On Thu, 2 May 2013 18:23:14 -0700 (PDT), wrote:

>Ashton:
>
>My point is, if those actions in those examples were not taken, would the outcomes(being T-boned by a redlight runner, etc) be considered "accidents" or simply "crashes"?


...Waiting one extra second after the light turned green prevented you
from being T-boned by a red-light runner.

that's an accident for the guy with the green and a crash for the guy
with the red

....Slowing down just a couple mph allowed you to negotiate that icy
hair-pin turn exit off the parkway instead of skidding down a steep
embankment and crashing and bursting into flames.

This is where it starts to get into the PC territory. Some people
would say it's a crash because "they didn't slow down enough". Others
would say it's an accident because it was pretty much the same as
other times where they didn't skid and no one can be expected to
always judge everything perfectly.

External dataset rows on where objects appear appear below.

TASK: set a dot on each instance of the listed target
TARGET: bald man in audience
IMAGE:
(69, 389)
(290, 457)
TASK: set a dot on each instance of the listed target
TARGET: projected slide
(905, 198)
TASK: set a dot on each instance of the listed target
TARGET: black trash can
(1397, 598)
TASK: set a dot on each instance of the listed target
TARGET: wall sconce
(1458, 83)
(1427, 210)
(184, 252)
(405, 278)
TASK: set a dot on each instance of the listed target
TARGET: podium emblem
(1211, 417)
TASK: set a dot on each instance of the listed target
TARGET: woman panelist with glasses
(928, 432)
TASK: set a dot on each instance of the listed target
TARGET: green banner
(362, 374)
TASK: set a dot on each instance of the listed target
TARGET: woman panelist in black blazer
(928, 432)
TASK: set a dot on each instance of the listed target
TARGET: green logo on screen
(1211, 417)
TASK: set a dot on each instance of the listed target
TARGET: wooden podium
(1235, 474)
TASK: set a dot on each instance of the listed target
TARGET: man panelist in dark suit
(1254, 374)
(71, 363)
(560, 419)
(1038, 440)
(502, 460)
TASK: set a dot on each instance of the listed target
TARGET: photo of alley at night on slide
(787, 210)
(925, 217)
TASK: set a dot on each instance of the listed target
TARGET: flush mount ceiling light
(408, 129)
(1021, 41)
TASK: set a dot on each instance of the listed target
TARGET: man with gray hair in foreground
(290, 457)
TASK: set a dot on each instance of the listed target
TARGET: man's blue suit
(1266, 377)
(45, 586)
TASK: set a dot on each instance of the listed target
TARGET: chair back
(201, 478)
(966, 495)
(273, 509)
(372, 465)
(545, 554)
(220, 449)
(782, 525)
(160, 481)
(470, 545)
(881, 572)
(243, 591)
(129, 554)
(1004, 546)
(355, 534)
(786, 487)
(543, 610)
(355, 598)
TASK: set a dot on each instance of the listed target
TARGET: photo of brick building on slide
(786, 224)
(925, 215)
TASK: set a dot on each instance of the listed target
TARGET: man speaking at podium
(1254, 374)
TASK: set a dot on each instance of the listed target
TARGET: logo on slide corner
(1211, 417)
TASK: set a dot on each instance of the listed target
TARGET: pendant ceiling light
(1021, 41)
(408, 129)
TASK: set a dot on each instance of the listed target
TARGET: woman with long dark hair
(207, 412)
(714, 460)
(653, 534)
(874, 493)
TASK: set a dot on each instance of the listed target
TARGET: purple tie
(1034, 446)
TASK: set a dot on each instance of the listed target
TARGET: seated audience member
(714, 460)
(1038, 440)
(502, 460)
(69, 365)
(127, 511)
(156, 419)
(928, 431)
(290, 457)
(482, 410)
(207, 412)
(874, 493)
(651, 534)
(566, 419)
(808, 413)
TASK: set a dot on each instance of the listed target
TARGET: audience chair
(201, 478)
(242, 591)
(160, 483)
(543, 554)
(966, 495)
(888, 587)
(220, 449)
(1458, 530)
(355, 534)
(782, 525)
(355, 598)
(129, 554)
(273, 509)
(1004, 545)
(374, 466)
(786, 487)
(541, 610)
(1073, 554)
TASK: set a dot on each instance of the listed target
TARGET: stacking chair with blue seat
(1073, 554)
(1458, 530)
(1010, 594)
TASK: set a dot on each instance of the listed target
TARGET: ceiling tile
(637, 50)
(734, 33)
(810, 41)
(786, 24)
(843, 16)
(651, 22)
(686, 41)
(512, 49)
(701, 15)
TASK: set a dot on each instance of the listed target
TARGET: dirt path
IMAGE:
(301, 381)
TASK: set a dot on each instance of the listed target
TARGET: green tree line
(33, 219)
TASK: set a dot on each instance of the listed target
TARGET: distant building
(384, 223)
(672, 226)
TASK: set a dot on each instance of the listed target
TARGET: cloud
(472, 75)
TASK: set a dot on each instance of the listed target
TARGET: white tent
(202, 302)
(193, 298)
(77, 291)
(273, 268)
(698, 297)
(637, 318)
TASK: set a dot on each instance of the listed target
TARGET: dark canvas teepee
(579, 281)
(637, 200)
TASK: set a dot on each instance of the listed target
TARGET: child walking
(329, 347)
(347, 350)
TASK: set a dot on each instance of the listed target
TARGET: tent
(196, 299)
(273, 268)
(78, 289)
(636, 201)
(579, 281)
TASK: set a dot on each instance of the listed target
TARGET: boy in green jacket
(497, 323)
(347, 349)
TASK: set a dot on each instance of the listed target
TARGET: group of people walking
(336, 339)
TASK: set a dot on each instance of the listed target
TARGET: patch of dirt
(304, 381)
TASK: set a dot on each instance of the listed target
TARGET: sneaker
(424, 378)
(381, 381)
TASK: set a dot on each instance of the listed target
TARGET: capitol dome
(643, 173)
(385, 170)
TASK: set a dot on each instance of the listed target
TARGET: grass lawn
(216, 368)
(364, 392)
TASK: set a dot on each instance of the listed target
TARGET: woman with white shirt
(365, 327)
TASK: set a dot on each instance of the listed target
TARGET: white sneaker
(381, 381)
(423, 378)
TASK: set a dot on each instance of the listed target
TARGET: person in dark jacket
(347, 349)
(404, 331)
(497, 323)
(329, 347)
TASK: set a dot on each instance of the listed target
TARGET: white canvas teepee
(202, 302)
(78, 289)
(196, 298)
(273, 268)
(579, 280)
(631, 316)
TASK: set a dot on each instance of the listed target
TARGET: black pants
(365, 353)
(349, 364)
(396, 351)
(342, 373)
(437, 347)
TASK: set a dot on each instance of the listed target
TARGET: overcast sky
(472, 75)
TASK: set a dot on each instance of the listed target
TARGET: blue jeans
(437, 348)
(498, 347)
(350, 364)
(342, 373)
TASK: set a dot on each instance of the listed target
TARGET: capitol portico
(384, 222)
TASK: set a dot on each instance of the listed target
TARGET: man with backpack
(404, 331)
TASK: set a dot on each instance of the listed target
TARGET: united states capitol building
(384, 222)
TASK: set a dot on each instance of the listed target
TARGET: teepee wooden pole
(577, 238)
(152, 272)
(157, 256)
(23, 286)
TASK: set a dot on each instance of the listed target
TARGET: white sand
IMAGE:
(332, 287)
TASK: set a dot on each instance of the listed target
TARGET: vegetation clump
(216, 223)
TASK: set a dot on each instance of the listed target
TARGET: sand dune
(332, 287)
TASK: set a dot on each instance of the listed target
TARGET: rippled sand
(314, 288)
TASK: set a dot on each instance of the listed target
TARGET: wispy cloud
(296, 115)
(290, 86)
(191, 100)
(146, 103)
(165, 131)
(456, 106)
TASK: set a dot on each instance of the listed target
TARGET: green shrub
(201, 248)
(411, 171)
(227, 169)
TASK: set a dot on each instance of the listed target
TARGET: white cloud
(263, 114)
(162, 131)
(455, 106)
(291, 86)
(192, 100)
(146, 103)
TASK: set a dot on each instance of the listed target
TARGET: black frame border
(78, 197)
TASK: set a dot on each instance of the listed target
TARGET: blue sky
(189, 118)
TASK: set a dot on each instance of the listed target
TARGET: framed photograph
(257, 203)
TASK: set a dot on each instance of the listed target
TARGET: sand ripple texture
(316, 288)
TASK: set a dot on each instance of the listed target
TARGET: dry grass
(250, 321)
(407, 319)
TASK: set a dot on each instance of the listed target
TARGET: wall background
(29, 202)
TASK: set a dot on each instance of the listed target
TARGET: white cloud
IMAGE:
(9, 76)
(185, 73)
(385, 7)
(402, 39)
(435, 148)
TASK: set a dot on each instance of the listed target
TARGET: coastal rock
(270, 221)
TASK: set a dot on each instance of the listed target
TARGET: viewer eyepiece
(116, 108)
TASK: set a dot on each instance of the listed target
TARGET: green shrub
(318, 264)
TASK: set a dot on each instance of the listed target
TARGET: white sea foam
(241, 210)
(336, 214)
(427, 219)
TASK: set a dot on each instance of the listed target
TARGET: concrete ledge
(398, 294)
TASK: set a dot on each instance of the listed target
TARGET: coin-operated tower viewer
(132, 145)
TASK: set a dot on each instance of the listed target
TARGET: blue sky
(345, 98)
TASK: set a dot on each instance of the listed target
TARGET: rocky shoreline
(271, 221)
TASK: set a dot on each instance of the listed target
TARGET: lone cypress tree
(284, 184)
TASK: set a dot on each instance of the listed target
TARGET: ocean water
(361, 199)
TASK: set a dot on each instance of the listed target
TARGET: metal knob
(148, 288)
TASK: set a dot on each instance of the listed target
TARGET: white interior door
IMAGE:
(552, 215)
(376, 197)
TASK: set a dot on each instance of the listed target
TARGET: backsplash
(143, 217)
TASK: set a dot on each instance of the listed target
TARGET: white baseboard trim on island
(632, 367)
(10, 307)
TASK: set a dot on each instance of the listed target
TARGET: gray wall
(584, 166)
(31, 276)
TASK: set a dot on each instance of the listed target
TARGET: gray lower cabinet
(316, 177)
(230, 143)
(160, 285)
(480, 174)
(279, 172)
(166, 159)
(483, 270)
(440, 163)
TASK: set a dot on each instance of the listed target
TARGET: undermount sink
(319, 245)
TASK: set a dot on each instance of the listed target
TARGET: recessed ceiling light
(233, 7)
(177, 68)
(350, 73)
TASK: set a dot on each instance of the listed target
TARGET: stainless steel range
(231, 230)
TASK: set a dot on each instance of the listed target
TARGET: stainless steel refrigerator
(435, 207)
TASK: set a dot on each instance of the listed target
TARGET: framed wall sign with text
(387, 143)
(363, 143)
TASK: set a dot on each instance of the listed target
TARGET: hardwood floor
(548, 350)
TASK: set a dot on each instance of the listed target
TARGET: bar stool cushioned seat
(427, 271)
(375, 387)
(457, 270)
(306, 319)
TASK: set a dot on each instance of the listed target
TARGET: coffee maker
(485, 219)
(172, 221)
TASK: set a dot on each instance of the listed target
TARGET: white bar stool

To satisfy people like that you
would have to somehow always drive slow enough to never skid yet
always drive fast enough to not become a hazard to those behind you.

....Pulling into a parking lot to take that cellphone call instead of
completing it on the road, so you didn't drift into the opposite
traffic lanes - into the path an oncoming bus.

Absent some special circumstance, driving into the path of a bus, no
matter what the reason (unless it was to avoid the locomotive in your
own lane) is pretty much always a crash.

....Waiting at a 4-way stop sign when it really was your turn, saved
you from being followed by an angry roadrager to your house.

Not sure this qualifies as it's not really either a crash or an
accident, more of an altercation.

The real solution as far as book keeping is to just call em all
crashes OR accidents and in the report list the ostensible cause.